This PR addresses an issue in the temporal group average API where weights were calculated using positional indexes to subtract time bounds. This approach mistakenly assumes a fixed order and number of dimensions.

The Issue

For example, in issue #748, the time bounds have dimensions arranged as (member, time, bound). The current logic incorrectly uses the "time" dimension for calculating weights instead of the "bound" dimension.
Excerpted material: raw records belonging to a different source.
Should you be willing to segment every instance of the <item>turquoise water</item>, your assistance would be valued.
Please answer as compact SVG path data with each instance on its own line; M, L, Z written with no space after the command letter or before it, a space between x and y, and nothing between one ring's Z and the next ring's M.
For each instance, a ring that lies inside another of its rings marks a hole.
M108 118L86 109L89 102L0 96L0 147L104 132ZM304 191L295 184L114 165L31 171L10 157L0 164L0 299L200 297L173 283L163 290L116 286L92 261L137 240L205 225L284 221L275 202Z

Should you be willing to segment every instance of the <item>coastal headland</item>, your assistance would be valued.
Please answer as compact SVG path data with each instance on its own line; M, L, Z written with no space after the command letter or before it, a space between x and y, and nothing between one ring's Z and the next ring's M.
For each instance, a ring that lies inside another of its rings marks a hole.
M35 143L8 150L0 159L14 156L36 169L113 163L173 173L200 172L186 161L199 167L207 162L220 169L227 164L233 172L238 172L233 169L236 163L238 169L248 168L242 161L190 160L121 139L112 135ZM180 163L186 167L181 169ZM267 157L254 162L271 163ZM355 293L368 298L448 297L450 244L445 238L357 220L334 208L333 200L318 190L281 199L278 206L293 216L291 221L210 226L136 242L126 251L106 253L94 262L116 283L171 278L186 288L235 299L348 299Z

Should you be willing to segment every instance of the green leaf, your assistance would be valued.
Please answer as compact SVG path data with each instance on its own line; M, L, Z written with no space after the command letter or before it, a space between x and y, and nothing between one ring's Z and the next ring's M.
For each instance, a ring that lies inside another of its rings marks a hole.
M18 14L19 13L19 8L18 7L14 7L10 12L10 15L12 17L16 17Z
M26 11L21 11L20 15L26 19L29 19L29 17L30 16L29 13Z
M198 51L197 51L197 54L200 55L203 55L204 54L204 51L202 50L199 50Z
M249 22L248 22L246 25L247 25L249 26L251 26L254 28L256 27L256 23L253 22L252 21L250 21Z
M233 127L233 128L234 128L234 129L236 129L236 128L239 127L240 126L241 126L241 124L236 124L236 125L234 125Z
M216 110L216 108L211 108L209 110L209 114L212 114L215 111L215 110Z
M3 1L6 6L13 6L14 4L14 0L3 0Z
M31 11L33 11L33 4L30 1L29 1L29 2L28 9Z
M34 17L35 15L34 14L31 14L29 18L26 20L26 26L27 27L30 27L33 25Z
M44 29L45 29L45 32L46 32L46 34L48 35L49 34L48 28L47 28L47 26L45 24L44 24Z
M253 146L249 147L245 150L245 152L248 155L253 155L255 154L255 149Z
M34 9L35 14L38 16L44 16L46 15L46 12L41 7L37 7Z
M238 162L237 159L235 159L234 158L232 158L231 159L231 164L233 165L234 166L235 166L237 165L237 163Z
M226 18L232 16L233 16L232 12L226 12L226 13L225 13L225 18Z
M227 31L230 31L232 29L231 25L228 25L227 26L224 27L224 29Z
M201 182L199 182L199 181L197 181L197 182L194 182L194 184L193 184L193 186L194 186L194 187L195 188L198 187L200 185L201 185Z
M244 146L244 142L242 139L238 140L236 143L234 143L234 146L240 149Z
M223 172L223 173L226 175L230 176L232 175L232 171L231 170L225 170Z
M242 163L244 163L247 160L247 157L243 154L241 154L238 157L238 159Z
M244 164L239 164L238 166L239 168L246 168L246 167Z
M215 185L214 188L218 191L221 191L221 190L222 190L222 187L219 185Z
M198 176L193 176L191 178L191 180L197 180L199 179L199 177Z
This error ultimately leads to the following downstream issue:

ValueError: cannot add coordinates with new dimensions to a DataArray

The Solution

To resolve this, the calculation now uses label-based indexing via the new get_bounds_dim() function. This change ensures that the correct dimension ("bound") is identified and used, regardless of the order or number of dimensions in the time bounds array.

Checklist

  • My code follows the style guidelines of this project
  • I have performed a self-review of my own code
  • My changes generate no new warnings
  • Any dependent changes have been merged and published in downstream modules

If applicable:

  • I have added tests that prove my fix is effective or that my feature works
  • New and existing unit tests pass with my changes (locally and CI/CD build)
  • I have commented my code, particularly in hard-to-understand areas
  • I have made corresponding changes to the documentation
  • I have noted that this is a breaking change for a major release (fix or feature that would cause existing functionality to not work as expected)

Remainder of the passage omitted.